The Carpenters

Volgens de huilgrafiek die ooit iemand gemaakt had, zaten we nu in de piek. Ik keek naar de lijn die op een silhouet van een berg leek en zag ons staan, krijsend op de top. Onze dochter zou nu zo’n honderdvijftig minuten per dag moeten huilen. We zaten inmiddels op twintig uur per dag. Met een potlood zette ik een stipje ver buiten de grafiek. Twaalfhonderd minuten huilen.

Dat doet gekke dingen met een mens.

Mijn moeder was vast van plan ons te ontlasten en nam de dochter en mij mee naar een enorme babywinkel. Voor haar geboorte weigerde ik hier naartoe te gaan. Nu was het een uitje. Niet in de laatste plaats omdat mijn moeder zich ontfermde over mijn dochter.

Terwijl ik met verwondering naar voedingskussens keek, reed mijn moeder met het wagentje waar de maxi-cosi in stond rondjes door de winkel. Het was alsof iemand aan de geluidsknop van een box draaide. De winkel was groot, dus er waren momenten dat de band verstomde. Ik probeerde de stilte in te ademen, zodat de rust weer in mijn lichaam zou komen. Met mijn vingers kneep ik in kussenvullingen en ik keek naar de hoge schappen om mij heen. Ik dacht aan hoe ik vroeger verstoppertje speelde en dat het gevonden worden het allerergste was. Dat ik geregeld in mijn broek plaste, omdat ik mijn verstopplaats niet wilde verlaten.

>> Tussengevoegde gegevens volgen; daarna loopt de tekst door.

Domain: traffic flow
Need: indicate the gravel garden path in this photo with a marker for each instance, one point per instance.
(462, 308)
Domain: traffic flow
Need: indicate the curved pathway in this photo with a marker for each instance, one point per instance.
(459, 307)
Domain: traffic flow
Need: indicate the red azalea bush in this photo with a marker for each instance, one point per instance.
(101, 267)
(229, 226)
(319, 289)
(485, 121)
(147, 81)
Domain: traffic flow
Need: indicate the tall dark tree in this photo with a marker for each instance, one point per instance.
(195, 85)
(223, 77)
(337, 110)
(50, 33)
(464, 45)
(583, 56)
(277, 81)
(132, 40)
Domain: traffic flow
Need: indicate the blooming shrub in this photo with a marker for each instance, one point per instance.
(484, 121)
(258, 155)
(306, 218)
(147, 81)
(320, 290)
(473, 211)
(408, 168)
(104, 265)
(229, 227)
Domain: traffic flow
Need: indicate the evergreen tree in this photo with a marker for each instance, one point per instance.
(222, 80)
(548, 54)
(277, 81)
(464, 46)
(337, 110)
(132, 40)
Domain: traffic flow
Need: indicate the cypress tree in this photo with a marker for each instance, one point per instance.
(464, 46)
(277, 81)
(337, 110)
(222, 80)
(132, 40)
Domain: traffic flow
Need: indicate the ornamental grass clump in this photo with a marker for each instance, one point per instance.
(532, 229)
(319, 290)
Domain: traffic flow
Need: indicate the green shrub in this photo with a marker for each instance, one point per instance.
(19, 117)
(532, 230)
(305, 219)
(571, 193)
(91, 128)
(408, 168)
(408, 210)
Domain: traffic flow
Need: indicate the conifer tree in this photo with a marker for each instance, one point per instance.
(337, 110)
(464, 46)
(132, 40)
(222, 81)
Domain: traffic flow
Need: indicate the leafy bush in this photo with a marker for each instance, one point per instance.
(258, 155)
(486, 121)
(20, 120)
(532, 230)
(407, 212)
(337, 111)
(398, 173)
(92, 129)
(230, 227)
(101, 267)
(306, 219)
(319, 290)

In de verte hoorde ik het geluid van een naderende baby.
‘Ik heb iets ontdekt’, zei mijn moeder.
In haar handen zat een pluchen Nijntje.
‘Kijk maar.’ Ze trok aan het plastic handvat en het muziekje begon.
Mijn dochter werd stil. Gebiologeerd luisterde ze naar The Carpenters.

On top of the world verliet ons huis niet meer. Als Nijntje stil was, zongen we het zelf. Dat werkte ook. We probeerden andere liedjes. Betere ook. Maar die werkten niet. Ook de coupletten van het nummer hadden geen effect. En zo zong op een gegeven moment de hele familie eindeloos vaak het refrein. Dat het op dat moment heel slecht ging, bleek wel uit het feit dat we hier niet gek van werden.